Sekedar menyebut sebuah konflik keagamaan, Perang Salib (1096-1271) adalah konflik antara Islam-Kristen terbesar sepanjang sejarah. Jika dikaji lebih jauh, konflik ini pun tidak semata-mata murni terkait agama. Di dalamnya juga terdapat unsur-unsur perebutan kekuasaan, aneka sumber daya, dan sumber sekuler lainnya.

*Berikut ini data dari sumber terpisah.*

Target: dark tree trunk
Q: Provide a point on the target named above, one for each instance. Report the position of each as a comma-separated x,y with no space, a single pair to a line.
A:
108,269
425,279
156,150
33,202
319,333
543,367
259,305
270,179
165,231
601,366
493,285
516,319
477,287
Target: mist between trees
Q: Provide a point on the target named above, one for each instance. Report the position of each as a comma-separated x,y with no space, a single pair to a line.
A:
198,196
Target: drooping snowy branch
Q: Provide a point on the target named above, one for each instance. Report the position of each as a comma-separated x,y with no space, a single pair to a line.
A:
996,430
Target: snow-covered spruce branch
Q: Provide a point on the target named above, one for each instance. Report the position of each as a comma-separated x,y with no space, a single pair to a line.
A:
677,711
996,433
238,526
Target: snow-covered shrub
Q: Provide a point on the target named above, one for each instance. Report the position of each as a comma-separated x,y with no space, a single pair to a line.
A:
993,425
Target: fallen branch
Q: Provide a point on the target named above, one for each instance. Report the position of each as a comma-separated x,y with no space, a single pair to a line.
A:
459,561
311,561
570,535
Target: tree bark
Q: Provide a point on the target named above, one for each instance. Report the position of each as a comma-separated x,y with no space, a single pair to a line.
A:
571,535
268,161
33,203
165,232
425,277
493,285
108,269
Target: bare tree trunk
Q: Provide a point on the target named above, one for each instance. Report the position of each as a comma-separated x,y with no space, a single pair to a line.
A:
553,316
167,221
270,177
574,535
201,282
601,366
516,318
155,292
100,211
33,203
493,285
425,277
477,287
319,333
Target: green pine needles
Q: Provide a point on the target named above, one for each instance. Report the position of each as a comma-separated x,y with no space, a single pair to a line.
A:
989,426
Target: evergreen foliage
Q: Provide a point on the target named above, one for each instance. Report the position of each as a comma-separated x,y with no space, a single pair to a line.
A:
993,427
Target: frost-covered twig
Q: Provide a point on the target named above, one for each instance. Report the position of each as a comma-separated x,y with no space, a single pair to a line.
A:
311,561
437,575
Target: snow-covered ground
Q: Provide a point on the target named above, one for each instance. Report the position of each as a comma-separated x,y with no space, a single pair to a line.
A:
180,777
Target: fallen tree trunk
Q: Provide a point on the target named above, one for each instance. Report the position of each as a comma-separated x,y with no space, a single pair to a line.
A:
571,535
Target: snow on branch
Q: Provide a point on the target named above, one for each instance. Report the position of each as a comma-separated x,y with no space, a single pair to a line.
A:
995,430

Jika ditarik ke konteks Indonesia, konflik keagamaan yang pecah di sejumlah wilayah seperti Ambon, Poso, Maluku, disebut-sebut juga dipicu perebutan kekuasaan lokal dan sumber daya terbatas. Sayangnya, konflik itu seperti diarahkan agar menyeret isu agama serta melibatkan warga berdasar segregasi agama. (hlm. 11)

Abdul Jamil Wahab, sang penulis buku, hendak mengetengahkan satu hal yang menjadi penyebab sukar terurainya sebuah konflik keagamaan. Ia menyebut teori sosiologi konflik belum banyak digunakan oleh para praktisi keagamaan saat ini. Mereka umumnya justru banyak menggunakan pendekatan teologis, sehingga cenderung tidak bersikap netral dalam menangani konflik.

Menariknya, dalam buku ini penulis tidak hanya mengulas penyebab konflik, namun juga pelbagai dinamika yang mengiringinya sehingga buku ini sangat informatif. Buku ini penting dibaca karena menginformasikan konflik keagamaan yang terjadi belakangan yang melibatkan beberapa paham dan gerakan keagamaan. Sebut saja Ahmadiyah, Syiah, Islam radikal, Islam liberal, dan paham salafi dakwah, serta seputar pendirian rumah ibadah.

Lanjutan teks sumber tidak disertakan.